Thursday, September 01, 2005

BOOKS: So much for a month

Once I find a writer I enjoy, I tend to hoarde books until I can sit down and spend a month reading one writer. Sometimes, I can buy every book put out by a writer for as much as four or five years, and then go through them one-after-another until I have another half-decade wait 'til the next time I'll read his or her offerings again.

There are exceptions. My birthday and Christmas co-inside with Janet Evanovich's publishing schedule. The latest Stephanie Plum book never lasts two days from receipt. I do the same "get and read" for the latest Harry Potter (J.K. Rowling) and Artemis Fowl (Eoin Colfer) books. But that's about it. I have self-control for the most part.

This month was SUPPOSED to be Clive Cussler month. Turned into a week. I've been a big fan of Cussler since a radio interview he did convinced me to read Raise the Titanic! It was a great book (and one of the stinker movies of all time) and made Cussler a must-read on acquisition day for a loooong time. But somewhere around Sahara (a bad book, punctuated by a character named Cussler, but a very pleasant surprise of a movie), I started collecting Cussler for "reading months." And it was time to plow through the four Cussler co-authored books on the top of my reading pile.

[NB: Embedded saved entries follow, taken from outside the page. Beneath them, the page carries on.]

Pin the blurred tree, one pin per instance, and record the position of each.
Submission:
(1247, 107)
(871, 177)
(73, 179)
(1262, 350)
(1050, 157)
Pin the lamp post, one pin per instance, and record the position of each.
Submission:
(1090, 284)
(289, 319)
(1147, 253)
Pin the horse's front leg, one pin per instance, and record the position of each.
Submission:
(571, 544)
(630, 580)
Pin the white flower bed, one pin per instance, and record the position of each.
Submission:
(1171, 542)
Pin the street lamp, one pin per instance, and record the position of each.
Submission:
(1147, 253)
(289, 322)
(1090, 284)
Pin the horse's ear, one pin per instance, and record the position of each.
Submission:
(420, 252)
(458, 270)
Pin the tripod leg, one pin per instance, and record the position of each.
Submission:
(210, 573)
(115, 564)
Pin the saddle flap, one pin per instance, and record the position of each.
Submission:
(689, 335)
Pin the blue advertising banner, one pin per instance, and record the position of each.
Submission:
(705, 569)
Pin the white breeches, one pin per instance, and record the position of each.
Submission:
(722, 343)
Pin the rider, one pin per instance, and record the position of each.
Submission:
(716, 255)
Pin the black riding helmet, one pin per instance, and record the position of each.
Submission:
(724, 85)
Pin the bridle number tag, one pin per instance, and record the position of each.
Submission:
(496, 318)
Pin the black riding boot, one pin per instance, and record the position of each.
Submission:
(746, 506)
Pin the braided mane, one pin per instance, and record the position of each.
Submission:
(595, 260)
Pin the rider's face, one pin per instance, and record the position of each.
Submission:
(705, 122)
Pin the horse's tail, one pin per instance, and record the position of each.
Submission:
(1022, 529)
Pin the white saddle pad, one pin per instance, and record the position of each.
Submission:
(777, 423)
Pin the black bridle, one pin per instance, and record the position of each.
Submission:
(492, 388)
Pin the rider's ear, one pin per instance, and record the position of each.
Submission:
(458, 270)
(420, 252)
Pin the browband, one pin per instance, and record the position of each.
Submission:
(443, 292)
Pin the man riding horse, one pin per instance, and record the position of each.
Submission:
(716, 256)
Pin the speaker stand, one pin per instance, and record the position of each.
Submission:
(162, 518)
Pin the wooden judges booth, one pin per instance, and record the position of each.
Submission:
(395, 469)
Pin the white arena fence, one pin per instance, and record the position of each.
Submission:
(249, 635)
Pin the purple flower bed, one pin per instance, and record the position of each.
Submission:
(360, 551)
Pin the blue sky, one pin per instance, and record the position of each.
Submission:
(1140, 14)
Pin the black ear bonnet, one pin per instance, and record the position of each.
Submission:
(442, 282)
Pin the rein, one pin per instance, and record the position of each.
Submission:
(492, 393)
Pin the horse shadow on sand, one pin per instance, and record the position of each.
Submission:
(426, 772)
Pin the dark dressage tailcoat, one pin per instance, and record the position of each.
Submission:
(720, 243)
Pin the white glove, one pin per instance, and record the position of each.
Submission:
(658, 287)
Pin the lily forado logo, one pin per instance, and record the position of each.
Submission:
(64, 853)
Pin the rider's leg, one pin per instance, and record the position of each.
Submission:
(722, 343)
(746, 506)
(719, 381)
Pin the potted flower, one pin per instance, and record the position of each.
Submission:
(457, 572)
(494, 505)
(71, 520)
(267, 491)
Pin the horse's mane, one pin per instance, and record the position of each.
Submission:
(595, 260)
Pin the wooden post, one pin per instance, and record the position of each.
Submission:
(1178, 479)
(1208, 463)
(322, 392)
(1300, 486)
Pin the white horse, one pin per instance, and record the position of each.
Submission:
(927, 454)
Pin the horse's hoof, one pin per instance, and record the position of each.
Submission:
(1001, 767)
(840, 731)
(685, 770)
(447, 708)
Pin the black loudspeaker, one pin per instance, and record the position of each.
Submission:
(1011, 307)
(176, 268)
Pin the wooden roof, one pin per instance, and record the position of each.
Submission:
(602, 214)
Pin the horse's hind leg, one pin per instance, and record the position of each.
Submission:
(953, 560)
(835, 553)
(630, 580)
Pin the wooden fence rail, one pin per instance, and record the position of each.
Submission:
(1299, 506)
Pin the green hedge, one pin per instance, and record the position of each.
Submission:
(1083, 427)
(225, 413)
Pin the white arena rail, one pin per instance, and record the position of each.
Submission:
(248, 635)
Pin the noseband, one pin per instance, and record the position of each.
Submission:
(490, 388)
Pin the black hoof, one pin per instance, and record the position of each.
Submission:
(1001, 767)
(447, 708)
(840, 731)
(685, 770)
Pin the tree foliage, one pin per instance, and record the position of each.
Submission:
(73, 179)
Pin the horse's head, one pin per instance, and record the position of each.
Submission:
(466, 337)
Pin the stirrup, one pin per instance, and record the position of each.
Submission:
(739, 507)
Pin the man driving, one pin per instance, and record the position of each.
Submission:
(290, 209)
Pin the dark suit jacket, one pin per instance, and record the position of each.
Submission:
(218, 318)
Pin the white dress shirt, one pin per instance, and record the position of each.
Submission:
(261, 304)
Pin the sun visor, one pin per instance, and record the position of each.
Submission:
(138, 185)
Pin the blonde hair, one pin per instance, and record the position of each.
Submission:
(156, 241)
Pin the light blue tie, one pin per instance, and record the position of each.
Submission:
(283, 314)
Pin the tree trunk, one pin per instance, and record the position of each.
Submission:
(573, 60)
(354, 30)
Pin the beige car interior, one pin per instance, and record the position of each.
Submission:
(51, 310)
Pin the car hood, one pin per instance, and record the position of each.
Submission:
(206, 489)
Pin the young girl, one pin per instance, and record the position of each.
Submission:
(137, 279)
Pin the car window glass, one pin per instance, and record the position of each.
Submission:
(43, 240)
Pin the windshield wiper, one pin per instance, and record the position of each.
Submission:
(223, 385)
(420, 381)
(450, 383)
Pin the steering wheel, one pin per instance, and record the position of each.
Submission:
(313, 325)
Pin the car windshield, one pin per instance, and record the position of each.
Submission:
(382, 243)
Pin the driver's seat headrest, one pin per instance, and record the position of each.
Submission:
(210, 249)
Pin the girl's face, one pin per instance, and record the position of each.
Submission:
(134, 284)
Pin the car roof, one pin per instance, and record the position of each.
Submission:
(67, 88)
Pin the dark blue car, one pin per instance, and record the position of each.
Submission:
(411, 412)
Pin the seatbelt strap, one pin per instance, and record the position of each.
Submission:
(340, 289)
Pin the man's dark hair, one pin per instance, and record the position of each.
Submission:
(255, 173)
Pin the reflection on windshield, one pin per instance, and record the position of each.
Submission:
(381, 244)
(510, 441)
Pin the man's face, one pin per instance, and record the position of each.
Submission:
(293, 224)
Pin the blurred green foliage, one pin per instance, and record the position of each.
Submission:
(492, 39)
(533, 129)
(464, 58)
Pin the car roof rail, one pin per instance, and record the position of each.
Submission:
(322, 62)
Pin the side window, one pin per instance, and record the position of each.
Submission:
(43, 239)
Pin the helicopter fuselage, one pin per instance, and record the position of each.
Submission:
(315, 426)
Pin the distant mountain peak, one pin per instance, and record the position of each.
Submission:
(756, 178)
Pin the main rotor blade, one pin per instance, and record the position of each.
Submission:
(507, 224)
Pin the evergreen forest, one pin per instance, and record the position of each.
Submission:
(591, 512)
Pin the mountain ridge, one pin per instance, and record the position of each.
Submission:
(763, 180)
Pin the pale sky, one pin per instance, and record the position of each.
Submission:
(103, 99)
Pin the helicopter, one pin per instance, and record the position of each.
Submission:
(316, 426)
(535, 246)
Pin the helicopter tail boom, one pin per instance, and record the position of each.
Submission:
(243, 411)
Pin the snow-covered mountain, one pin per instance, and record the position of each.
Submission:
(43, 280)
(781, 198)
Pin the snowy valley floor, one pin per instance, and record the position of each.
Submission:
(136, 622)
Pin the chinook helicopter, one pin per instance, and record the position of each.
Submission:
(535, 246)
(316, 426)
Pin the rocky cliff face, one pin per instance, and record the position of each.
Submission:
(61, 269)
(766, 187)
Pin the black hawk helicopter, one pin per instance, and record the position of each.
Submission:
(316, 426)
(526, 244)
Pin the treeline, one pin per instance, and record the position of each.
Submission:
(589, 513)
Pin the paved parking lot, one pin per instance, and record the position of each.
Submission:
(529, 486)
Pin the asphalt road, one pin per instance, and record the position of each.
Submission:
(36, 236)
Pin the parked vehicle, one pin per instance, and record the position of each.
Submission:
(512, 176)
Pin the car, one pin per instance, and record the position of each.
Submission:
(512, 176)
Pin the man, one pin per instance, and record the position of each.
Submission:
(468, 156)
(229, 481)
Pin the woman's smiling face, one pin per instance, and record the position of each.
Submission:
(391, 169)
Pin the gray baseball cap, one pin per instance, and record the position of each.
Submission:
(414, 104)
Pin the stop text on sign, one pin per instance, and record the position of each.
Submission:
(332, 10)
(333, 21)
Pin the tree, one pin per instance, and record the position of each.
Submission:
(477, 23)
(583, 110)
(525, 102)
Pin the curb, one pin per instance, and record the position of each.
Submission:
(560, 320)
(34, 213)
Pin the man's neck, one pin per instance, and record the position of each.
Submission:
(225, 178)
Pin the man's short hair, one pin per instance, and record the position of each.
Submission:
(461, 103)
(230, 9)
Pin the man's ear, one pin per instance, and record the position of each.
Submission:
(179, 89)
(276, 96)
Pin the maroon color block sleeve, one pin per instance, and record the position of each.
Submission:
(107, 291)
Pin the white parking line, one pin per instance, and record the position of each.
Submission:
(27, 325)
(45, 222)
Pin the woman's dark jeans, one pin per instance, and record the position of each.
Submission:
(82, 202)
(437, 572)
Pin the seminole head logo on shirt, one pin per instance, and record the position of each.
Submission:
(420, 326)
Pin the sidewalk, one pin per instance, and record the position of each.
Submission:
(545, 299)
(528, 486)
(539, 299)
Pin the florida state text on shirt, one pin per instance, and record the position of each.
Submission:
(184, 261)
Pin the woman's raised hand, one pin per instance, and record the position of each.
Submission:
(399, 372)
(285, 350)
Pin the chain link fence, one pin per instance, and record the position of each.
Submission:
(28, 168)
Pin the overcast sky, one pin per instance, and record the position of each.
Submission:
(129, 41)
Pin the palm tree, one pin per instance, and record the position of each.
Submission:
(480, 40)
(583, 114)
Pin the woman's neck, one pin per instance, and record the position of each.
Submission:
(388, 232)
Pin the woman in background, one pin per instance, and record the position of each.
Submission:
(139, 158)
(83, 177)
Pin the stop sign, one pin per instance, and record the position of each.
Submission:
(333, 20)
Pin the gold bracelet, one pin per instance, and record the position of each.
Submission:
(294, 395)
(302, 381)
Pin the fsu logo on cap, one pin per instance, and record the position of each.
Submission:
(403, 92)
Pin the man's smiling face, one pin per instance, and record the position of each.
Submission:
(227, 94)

As previously mentioned, I was disappointed by the Kurt Austin series entry, The Lost City. I bit my lip at the Dirk Pitt series tome, The Black Wind, when the Cussler fictional alter-ego once again improbably arrived to save the day, an aaargh moment in an otherwise decent thriller. And I raced through the two entries in the Corporation series, Golden Buddha and Sacred Stone in three days. Thus, my intended enjoyment of Cussler's writing was condensed into just eight days.

But Cussler, writing with Craig Dirgo, has a keeper in The Corporation books, aka the Oregon Files. It's really a literary equivalent of the TV Alias series transplanted to a floating wonder-ship. There's none of the unconvincing romantic by-play that Cussler really doesn't do well. It's wall-to-seawall action and I have no problem seeing these books making good TV or a movie or two. And nary a fictional Cussler to rub me the wrong way.

My brother hobnobs in the higher circles of the literary world and only offers a bemused smile when I mention my affection for Cussler's work. But when it comes to escapist, page-turning fare, it's hard to beat the mcguffin man.